Oleh Ayu Rizky Widyanti
Pengendalian banjir merupakan suatu upaya yang bertujuan untuk menurunkan tingkat risiko ancaman jiwa manusia dan harta benda akibat banjir sampai ke tingkat toleransi. Pada dasarnya pengendalian banjir dapat dilakukan dengan berbagai cara, namun yang terpenting adalah harus dipertimbangkan secara keseluruhan dan dicari sistem yang paling optimal.
Berikut ini beberapa faktor yang harus dipertimbangkan sebelum memilih jenis bangunan untuk pengendalian banjir:
- Pengaruh regim sungai, terutama erosi dan sedimentasi (degradasi dan agradasi sungai, serta hubungannya dengan biaya pemeliharaan)

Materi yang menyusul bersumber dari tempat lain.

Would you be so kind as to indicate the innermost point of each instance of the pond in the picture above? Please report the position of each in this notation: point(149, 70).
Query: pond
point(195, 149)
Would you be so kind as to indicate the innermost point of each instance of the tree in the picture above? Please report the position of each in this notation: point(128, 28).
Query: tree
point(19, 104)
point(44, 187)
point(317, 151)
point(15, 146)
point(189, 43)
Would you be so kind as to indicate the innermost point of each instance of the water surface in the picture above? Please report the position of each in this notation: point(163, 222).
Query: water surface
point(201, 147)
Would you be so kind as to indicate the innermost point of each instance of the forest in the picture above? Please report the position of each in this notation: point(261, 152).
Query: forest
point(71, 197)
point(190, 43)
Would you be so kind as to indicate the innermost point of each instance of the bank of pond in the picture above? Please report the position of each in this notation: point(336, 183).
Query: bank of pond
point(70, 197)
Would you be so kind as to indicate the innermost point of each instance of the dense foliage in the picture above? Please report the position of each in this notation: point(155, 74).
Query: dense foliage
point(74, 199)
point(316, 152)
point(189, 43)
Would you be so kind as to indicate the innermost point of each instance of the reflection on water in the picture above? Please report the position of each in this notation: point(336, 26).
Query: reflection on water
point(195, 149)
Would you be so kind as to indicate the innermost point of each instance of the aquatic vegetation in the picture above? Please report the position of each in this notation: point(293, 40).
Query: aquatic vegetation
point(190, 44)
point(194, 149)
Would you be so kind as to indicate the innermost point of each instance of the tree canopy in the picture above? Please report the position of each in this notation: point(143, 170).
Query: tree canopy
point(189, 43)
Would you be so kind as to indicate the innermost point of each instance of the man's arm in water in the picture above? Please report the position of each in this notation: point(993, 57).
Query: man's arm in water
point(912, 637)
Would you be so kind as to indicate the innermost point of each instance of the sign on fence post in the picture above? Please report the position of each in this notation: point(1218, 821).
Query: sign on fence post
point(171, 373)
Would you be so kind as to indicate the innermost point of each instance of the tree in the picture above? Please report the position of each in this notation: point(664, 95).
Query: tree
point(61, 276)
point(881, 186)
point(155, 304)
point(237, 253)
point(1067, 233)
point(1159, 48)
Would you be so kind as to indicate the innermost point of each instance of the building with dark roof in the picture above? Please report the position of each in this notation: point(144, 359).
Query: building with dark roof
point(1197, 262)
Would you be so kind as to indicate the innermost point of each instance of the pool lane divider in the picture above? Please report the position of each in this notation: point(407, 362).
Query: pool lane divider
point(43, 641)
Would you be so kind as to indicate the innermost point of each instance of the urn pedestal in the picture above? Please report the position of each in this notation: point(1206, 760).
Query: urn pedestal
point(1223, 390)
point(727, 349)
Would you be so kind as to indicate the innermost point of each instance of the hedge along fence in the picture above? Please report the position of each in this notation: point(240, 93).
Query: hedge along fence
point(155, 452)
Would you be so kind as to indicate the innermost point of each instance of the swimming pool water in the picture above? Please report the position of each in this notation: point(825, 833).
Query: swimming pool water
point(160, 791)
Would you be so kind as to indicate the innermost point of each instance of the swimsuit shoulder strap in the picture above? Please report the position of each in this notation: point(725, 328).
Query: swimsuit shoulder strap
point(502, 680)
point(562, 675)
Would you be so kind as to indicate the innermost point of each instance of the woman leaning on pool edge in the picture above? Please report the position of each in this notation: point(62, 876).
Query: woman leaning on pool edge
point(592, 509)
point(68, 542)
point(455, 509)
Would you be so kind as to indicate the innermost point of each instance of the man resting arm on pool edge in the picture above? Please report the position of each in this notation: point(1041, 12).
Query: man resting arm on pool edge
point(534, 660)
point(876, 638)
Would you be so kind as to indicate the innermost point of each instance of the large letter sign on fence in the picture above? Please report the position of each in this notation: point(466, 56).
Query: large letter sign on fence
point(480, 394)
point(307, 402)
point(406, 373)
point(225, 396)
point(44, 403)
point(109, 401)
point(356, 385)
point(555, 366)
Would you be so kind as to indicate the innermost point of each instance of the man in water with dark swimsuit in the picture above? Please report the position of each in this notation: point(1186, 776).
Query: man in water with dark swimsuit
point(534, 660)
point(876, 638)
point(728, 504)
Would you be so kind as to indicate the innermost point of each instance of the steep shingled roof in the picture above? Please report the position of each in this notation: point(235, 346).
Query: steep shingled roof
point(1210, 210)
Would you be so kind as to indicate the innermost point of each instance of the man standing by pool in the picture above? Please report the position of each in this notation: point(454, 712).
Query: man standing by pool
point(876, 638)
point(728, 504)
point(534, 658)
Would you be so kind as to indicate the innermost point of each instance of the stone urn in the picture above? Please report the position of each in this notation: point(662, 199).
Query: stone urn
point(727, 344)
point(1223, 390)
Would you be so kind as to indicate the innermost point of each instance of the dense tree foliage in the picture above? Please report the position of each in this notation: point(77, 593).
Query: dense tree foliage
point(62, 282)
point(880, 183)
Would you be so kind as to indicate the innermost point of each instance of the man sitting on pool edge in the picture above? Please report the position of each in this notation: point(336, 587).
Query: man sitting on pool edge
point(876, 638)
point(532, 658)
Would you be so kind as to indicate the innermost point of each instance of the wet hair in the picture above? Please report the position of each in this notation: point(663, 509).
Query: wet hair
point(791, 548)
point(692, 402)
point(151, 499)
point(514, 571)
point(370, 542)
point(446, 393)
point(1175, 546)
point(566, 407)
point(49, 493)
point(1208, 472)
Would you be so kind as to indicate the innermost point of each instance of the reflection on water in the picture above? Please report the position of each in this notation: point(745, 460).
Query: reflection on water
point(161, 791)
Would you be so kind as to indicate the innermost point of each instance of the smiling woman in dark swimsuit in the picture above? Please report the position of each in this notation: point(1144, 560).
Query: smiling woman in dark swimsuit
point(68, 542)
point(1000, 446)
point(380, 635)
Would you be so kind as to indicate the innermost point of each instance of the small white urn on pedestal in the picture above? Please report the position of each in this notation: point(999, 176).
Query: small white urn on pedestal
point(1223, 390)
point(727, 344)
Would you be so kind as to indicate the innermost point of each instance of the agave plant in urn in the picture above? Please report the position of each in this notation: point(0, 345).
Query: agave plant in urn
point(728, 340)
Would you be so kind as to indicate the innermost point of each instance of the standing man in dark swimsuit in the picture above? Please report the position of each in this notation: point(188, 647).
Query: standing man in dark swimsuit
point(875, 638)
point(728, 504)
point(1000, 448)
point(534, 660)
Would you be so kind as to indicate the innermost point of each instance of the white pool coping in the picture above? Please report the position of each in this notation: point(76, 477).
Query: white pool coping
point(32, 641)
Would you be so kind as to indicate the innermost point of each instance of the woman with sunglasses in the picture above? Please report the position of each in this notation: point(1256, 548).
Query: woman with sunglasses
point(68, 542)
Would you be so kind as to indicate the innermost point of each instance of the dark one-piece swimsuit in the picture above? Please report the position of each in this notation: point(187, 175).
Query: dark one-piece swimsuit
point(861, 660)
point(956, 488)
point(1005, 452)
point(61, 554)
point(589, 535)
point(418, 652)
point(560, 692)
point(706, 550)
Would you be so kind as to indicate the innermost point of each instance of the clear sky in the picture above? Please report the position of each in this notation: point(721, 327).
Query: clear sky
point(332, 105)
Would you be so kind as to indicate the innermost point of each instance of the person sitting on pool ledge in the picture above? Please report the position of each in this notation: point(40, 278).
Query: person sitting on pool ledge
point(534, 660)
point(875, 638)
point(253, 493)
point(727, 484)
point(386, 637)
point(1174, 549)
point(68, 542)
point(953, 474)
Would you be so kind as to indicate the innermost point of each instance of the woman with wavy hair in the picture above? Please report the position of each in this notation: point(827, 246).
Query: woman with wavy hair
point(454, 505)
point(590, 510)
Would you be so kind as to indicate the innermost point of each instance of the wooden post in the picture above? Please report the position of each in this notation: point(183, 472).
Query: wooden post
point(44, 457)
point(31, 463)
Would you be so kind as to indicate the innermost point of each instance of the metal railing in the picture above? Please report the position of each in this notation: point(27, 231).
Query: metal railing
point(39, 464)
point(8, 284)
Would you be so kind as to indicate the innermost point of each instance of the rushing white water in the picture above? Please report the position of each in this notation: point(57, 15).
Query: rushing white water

- Kebutuhan perlindungan erosi di daerah kritis
- Pengaruh bangunan terhadap lingkungan
- Perkembangan pembangunan daerah
- Pengaruh bangunan terhadap kondisi aliran di sebelah hulu dan sebelah hilirnya
METODE DALAM PENGENDALIAN BANJIR
Upaya pengendalian banjir dapat dibedakan menjadi dua jenis, yaitu upaya berwujud fisik (metode struktur) dan upaya non-fisik (metode non-struktur).
Metode Struktur
Merupakan kegiatan penanggulangan banjir yang meliputi kegiatan perbaikan sungai dan pembuatan tanggul banjir untuk mengurangi risiko banjir di sungai, pembuatan saluran (floodway) untuk mengalirkan sebagian atau seluruh air, serta pengaturan sistem pengaliran untuk mengurangi debit puncak banjir dengan bangunan, seperti bendungan dan kolam retensi.
Metode Non–Struktur
Metode non-struktur merupakan metode pengendalian banjir banjir yang tidak menggunakan bangunan pengendali banjir. Aktivitas penanganan tanpa bangunan, antara lain berupa pengelolaan daerah aliran sungai (DAS) untuk mengurangi limpasan air hujan; penanaman vegetasi untuk mengurangi laju aliran permukaan di DAS; kontrol terhadap pengembangan di daerah genangan, misalnya seperti dengan peraturan-peraturan penggunaan lahan, sistem peringatan dini, larangan pembuangan sampah di sungai, serta partisipasi masyarakat.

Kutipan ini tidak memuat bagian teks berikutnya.